Its design came from John Moses Browning with initial production by Colt, but when the pistol was first adopted by the U.S. Army, an agreement was reached that US Arsenals could produce the pistol, only after orders of at least 50,000 pistols had been received by Colt. The United States immediately ordered 50,000 pistols from Colt and set to work on a plan to produce the new model at Springfield Armory. Oddly, Colt actually didn’t have manufacturing drawings, so Springfield had to take 20 Colt production pistols, measure all of their parts, and average the dimensions of the 20 examples to arrive at their nominal dimensions, with the extremes of the measurements used for tolerances. Production would actually begin in 1914, but it appears that the method of determining nominal dimensions and tolerances and/or the lack of time spent training Springfield workers with the use of gauges and tooling led to some issues with the safety mechanism.

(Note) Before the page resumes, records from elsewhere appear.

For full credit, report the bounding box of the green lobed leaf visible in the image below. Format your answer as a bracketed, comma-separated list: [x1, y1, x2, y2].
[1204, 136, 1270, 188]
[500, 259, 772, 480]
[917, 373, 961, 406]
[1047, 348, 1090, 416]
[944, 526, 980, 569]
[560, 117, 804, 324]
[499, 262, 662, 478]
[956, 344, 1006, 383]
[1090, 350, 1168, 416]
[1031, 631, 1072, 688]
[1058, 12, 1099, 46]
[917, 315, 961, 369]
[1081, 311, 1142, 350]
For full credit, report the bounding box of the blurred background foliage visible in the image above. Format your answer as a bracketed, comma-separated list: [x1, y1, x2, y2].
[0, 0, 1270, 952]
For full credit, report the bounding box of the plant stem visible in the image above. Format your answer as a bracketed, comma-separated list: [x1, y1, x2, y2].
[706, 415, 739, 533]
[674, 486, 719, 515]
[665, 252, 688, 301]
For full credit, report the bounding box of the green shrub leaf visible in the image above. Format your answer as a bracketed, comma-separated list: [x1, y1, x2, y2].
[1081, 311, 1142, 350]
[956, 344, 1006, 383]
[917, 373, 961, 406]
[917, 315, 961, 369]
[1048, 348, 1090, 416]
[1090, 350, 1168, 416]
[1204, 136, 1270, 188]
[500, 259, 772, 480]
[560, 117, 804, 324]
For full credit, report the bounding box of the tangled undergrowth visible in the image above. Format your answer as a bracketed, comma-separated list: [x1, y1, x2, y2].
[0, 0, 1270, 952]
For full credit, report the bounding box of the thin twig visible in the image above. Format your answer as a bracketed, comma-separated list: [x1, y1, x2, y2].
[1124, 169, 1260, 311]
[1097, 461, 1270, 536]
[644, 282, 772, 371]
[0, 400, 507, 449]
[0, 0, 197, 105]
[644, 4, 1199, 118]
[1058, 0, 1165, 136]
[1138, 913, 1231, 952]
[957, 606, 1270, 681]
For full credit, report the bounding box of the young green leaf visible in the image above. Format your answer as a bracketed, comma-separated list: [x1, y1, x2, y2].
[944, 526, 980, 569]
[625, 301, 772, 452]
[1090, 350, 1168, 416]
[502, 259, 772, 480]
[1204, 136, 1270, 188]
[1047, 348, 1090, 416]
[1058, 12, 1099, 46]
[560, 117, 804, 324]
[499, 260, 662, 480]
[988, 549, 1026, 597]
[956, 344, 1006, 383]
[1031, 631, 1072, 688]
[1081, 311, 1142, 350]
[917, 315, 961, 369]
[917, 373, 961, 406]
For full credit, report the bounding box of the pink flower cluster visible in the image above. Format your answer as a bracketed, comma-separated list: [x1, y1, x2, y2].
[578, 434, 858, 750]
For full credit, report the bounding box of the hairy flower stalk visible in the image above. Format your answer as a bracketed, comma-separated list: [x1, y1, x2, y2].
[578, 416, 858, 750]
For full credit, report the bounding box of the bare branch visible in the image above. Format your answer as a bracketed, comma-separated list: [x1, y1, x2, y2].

In September of 2014, the Commanding Officer at Springfield Armory corresponded with the Chief of Ordnance about this safety defect and 50 pistols were taken from August production for further testing. Thankfully for the collectors today, these 50 pistols selected for safety testing were documented by Springfield Armory and Springfield records note that serials 76351-76400 were used in the tests, including this pistol. The testing would result in changes to the manufacturing and inspection process, eventually resulting in adequate quality and retrofitting of existing pistols to correct the previous problems.

With the US entry into WWI becoming imminent, production ceased in 1917 in order to focus on rifle production. A total of 25,767 Model 1911 pistols were made by Springfield and they had some interesting features to differentiate them from Colt’s production. The front sights were integral to the slide, rather than a separate part staked in place, the rear sights had a slightly different radius at their corners, and the markings were of course different. This is Springfield Armory Model 1911 has several small parts as well as the barrel which have Springfield markings, though a few of the small parts appear to have been replaced. The pistol is in Very Good condition with much of its finish remaining, showing wear consistent with issue and service use. The Springfield made 1911s are always collectible, and this documented example of one of the 50 used in testing to improve the design and manufacture would be a wonderful addition to even advanced collections. Please see our photos and good luck!